Obtaining RDF graph from HTML using ontology

jaxvy
2010-02-25
2013-05-13
  • jaxvy
    jaxvy
    2010-02-25

    Hi,

    I am new to Aperture and while I was reading the wiki on the rdf usage I learned that to extract metadata from a given HTML page aperture uses the NIE ontology framework. Therefore I was wondering if aperture provides the necessary set of API components to use a different ontology (of course in the same format/structure as NIE) to extract different metadata from  a given HTML page. My aim is to extract rdf triples from a given web page according to a given ontology. Any help is appreciated. Thanks.

     
  • Soh Guan Hoe
    Soh Guan Hoe
    2010-02-26

    Hi I cannot find the button to create a new topic so borrow your thread to tag on. I am also looking for the Javadoc for org.ontoware.*

    I also cannot find the source code for those org.ontoware.* Java classes. So does that mean this package is closed source ?

    Thanks.

     
  • Antoni Mylka
    Antoni Mylka
    2010-02-26

    1. Sorry, there is no way to customize which ontology is used. What you can do is extract the triples to an in-memory model, and later convert them to your ontology.

    If I had to do it quickly, I would hack a little piece of code that would create two hashmaps, in one hashmap, the keys would be NIE properties, and the values would be properties from your ontology. Then I would do something like

    for (URI key : map.keySet()) {
        ClosableIterator<? extends Statement> it = model.findStatements(Variable.ANY, key, Variable.ANY);
        while (it.hasNext()) {
            Statement st = it.next();
            resultModel.addStatement(st.getSubject(), map.get(key), model.getObject());
       }
    }

    … and another similar loop for classes.

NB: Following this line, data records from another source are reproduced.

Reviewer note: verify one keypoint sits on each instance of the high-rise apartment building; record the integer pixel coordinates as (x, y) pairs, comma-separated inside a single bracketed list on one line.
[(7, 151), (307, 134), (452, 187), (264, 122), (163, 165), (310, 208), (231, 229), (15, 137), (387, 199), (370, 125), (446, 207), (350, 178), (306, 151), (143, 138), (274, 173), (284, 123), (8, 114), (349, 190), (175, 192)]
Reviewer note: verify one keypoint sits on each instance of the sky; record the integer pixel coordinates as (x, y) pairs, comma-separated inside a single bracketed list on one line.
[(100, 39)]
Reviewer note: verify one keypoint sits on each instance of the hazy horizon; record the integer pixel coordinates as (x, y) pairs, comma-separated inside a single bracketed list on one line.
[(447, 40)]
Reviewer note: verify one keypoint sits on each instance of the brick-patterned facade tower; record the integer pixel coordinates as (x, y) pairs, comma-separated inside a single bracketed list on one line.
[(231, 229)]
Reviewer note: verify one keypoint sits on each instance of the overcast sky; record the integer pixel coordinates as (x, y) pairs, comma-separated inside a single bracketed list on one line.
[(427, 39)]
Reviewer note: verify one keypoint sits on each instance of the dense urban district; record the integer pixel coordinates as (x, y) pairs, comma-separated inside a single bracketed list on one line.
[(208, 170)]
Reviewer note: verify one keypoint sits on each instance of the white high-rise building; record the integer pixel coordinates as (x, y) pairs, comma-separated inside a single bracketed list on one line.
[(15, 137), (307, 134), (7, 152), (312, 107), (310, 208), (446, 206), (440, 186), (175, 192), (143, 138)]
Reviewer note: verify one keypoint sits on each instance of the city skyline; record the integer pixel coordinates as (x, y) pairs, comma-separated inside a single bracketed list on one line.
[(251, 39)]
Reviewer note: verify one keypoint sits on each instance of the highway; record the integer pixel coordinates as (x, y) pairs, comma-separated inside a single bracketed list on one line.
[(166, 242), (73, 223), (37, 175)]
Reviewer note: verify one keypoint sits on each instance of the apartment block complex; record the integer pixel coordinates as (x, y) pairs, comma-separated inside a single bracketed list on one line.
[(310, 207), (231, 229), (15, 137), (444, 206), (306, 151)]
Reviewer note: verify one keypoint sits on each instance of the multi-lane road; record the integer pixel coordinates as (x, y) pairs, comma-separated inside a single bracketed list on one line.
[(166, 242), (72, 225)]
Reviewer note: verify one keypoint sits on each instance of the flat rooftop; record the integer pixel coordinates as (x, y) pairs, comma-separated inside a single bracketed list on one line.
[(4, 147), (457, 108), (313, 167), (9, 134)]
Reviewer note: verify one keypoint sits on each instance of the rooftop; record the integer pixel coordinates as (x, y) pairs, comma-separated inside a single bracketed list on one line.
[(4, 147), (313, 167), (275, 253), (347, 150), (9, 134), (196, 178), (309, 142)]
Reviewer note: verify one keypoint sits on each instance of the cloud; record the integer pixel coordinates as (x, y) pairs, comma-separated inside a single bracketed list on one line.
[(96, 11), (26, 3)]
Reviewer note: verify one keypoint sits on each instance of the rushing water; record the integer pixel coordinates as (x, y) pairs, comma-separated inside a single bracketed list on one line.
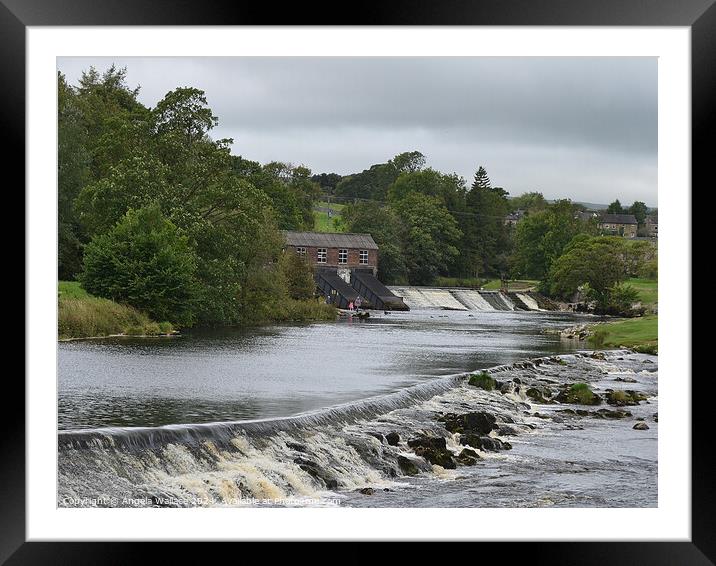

It would look for (?x, rdf:type, nie:WhateverClass) and insert (?x, rdf:type, youront:YourClass) into the target model.

    Such an approach is hacky, but it would probably work. Obviously the code example above is pseudocode and will require some cleanup before the compiler can accept it, but you should get the idea.

     
  • Soh Guan Hoe
    Soh Guan Hoe
    2010-03-02

    Hi thanks a lot for the Javadoc URL. I was wondering if Aperture has any intention to move from Sourceforge to Apache instead. Usually when one look for Open Source solution, Apache is one of the must visit website. Also I believe your project can maybe merge with Tika to deliver a truly Open Source Crawler and Extraction framework.

    So instead of building a good index and search for which Apache Lucene is doing a very good job already, Aperture can maybe have it's own top-level project in Apache with Tika developers contributing in.

    All in all, I am very satisfied with Aperture. I do hope the XML filetype detection feature is ready though as nowadays XML content are everywhere. This may already be available in Tika though I have yet to try out.